Faire partie d’une ONG internationale, j’imagine que cela demande beaucoup d’échanges, de communication entre les différentes équipes ?
Au siège de Greenpeace International, 150 personnes travaillent essentiellement sur la coordination des actions et travaux des bureaux nationaux et régionaux. Il y a évidemment beaucoup de concertation pour élaborer les campagnes et tous les bureaux travaillent ensuite en collaboration pour assurer une certaine cohérence des messages et des actions.
Forcément, les TIC sont des outils indispensables pour parvenir à cette cohérence ?
Greenpeace est né au début des années 70, tandis que le bureau Français ouvrait en 1977, on n’a donc démarré à une époque sans internet ou téléphones mobiles. Ça n’empêchait pas d’avoir des résultats, mais c’est certain que les outils qui existent aujourd’hui nous facilitent les choses et nous permettent aussi d’économiser question budget et question émissions de CO². On continue de se réunir régulièrement sur des questions stratégiques, mais pour tout ce qui concerne les réunions de suivi projets on utilise beaucoup la visioconférence. La cohérence entre les différents bureaux a aussi sa part de contraintes, puisque dès qu’il s’agit de créer un nouvel outil, il faut qu’il puisse être mis en place par l’ensemble du réseau. Ça reste donc une contrainte plutôt saine au final.

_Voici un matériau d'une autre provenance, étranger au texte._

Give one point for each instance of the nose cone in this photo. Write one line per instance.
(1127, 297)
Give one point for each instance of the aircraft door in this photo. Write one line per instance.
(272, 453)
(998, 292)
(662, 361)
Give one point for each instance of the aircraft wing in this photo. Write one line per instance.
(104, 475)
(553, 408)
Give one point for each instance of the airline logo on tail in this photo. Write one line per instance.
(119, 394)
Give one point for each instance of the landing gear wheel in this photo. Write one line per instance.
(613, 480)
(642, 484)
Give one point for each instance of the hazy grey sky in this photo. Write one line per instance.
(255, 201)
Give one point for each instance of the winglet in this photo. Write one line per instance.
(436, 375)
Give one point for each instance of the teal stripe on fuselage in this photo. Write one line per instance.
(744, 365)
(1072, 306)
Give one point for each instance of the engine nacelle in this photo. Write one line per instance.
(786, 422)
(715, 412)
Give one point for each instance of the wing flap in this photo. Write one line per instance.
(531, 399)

Greenpeace France est inscrite au programme SolidaTech depuis novembre 2009, pouvez-vous nous expliquer l’intérêt pour vous ?
Greenpeace France a reçu 72 licences Microsoft pour une économie totale d’environ 11000 euros par rapport à leurs valeurs marchandes. Ça nous a permis de mettre tout le monde à niveau sur les applications bureautiques et de déployer un nouveau serveur. Dans le même temps, nous avons réduit le nombre de nos serveurs physiques internes, en mettant en œuvre des solutions de virtualisation. Ce qui nous a permis de réduire sensiblement la consommation électrique de notre infrastructure informatique, tout en gagnant en souplesse d'administration.

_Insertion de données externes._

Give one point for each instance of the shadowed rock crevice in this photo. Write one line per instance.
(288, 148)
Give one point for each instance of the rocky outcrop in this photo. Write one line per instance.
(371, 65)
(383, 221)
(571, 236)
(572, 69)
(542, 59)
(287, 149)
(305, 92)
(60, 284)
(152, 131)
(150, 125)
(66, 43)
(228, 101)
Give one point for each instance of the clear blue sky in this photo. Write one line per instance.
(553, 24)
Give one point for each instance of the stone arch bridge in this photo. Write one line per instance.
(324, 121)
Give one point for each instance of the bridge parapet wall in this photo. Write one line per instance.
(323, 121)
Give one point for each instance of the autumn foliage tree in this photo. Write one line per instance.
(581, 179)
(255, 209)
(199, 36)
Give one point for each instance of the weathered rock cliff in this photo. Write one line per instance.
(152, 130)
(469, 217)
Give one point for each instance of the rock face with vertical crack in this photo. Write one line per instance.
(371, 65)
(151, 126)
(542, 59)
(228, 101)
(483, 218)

Avez-vous d’autres exemples des moyens mis en œuvre pour économiser votre budget et vos émissions de CO² ?
En ce qui concerne nos outils collaboratifs type groupware*, on bénéficie d’un contrat mondial avec Google, quasi gratuit en tant qu'ONG. Concernant, la téléphonie, on a aussi fait pas mal d’économies en passant sur une solution de voix sur IP, basée sur un IPBX* hébergé en interne. On peut ainsi multiplier les opérateurs téléphoniques, et ainsi sélectionner le plus compétitif pour chaque appel, en fonction de son type (vers l’international, le national, les mobiles…).

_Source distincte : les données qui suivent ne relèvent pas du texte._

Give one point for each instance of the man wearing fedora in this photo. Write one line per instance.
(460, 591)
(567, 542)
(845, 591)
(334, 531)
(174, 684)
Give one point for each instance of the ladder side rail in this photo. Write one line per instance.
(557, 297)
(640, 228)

Par exemple, depuis la catastrophe de Fukushima, on a besoin de pouvoir communiquer de façon intensive avec le Japon, ce qui n’était pas le cas auparavant. Cette solution nous a donc permis de rapidement mettre en œuvre une offre alternative, réduisant nos coûts de communication vers cette destination et de façon totalement transparente pour nos utilisateurs. Enfin on a aussi fait l’économie du coût financier et environnemental des appareils téléphoniques (un téléphone IP coûte environ 100 €), puisque tous nos utilisateurs utilisent un logiciel de téléphonie depuis leur ordinateur (softphone), couplé à un micro-casque. Je précise également que notre fournisseur d’électricité est Enercoop, seul fournisseur à s'approvisionner à 100% auprès de producteurs d’énergies renouvelables.
On vient d’aborder les TIC comme outils de travail internes mais comment Greenpeace les utilise pour communiquer vers ses adhérents, ses bénévoles, le grand public ?
Il y a bien évidemment notre site internet et nos newsletters sur lesquels travaille une équipe de 3 personnes, mais aussi les médias et réseaux sociaux dont on essaye d’exploiter tout le potentiel avec un « Community manager » à plein temps. Cela nous permet de diversifier nos moyens de recruter des adhérents en plus de la dimension collecte de fonds, même si 75% des nouveaux donateurs s’engagent encore à partir de dispositifs offline (contre 95% il y a moins de 5 ans). Sur internet, on va plutôt avoir des donateurs uniques ou ponctuels qui réagissent par rapport à une actualité, comme la catastrophe de Fukushima pour reprendre cet exemple. Notre objectif reste néanmoins de sortir du format « pétition » pour parvenir à créer une vraie communauté de cyber-activistes que l’on pourrait mobiliser plus régulièrement en fonction des actions à mener. Là-encore la technologie n’est qu’un facilitateur car les actions existaient avant, comme lorsque nous avions mobilisé un réseau de détectives* dans le cadre de la campagne OGM.
On a évoqué votre présence sur les réseaux sociaux (Facebook, Twitter, YouTube…), que fait Greenpeace sur les autres outils qui sont apparu plus récemment ? Je pense notamment aux applications pour mobiles.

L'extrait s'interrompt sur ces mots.